Une de ses gouvernantes m'a dit, en jurant sur sa foi, qu'il avait tellement l’habitude d’agir ainsi, qu'au seul son des pots et des flacons, il entrait en extase, comme s'il eût goûté les joies du paradis. Si bien que, en considération
de cette constitution divine, ses gouvernantes, pour le réjouir le matin, faisaient devant lui tinter des verres avec un couteau, ou des carafons avec leur bouchon, ou des pichets avec leur couvercle. À ces sons, il s'épanouissait,
tressaillait, se berçait lui-même en dodelinant de la tête, pianotant des doigts et barytonnant du cul.

Extrait 3 : Les regrets (Joachim du Bellay)

« Heureux qui, comme Ulysse… »

Heureux qui comme Ulysse, a fait un beau voyage,


Ou comme celui-là qui conquit la toison,
Et puis est retourné plein d’usage et de raison,
Vivre entre ses parents le reste de son âge !

Quand reverrai-je hélas, de mon petit village


Fumer la cheminée, et en quelle saison
Reverrai-je le clos de ma pauvre maison,
Qui m’est une province, et beaucoup davantage ?

Plus me plaît le séjour qu’ont bâti mes aïeux,


Que des palais romains le front audacieux,
Plus que le marbre dur me plaît l’ardoise fine,

Plus mon Loire gaulois, que le Tibre latin


Plus mon petit Liré, que le mont Palatin,
Et plus que l’air marin la douceur angevine.

Extrait 4 : Les Regrets (Joachim du Bellay)


« Maintenant je pardonne à la douce fureur »

Maintenant je pardonne à la douce fureur (passion)


Qui m'a fait consumer le meilleur de mon âge,
Sans tirer autre fruit de mon ingrat ouvrage
Que le vain passe-temps d'une si longue erreur.

Maintenant je pardonne à ce plaisant labeur,


Puisque seul il endort le souci qui m'outrage,
Et puisque seul il fait qu'au milieu de l'orage,
Ainsi qu'auparavant, je ne tremble de peur.

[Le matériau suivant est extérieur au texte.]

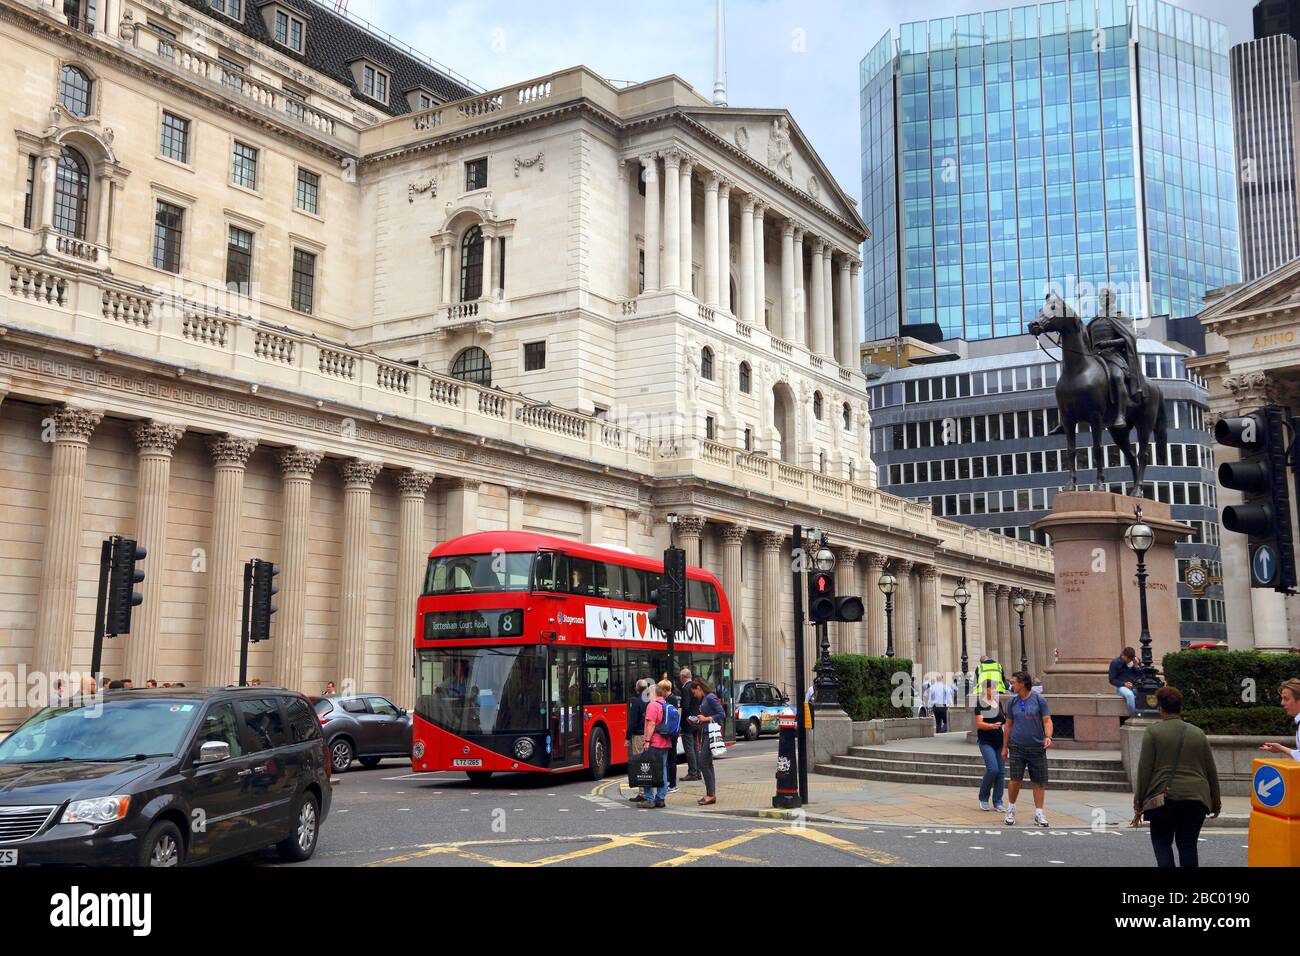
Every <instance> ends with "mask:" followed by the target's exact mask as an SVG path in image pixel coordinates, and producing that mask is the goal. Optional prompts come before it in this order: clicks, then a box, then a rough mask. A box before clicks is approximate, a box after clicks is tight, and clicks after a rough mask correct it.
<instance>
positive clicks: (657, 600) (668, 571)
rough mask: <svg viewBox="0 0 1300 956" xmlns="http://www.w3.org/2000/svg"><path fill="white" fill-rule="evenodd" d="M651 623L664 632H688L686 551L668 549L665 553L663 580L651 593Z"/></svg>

Si les vers ont été l'abus de ma jeunesse,


Les vers seront aussi l'appui de ma vieillesse,
S'ils furent ma folie, ils seront ma raison,

S'ils furent ma blessure, ils seront mon Achille*,


S'ils furent mon venin, le scorpion utile
Qui sera de mon mal la seule guérison.

*Achille : guerrier grec de la mythologie. Son seul point vulnérable était le talon.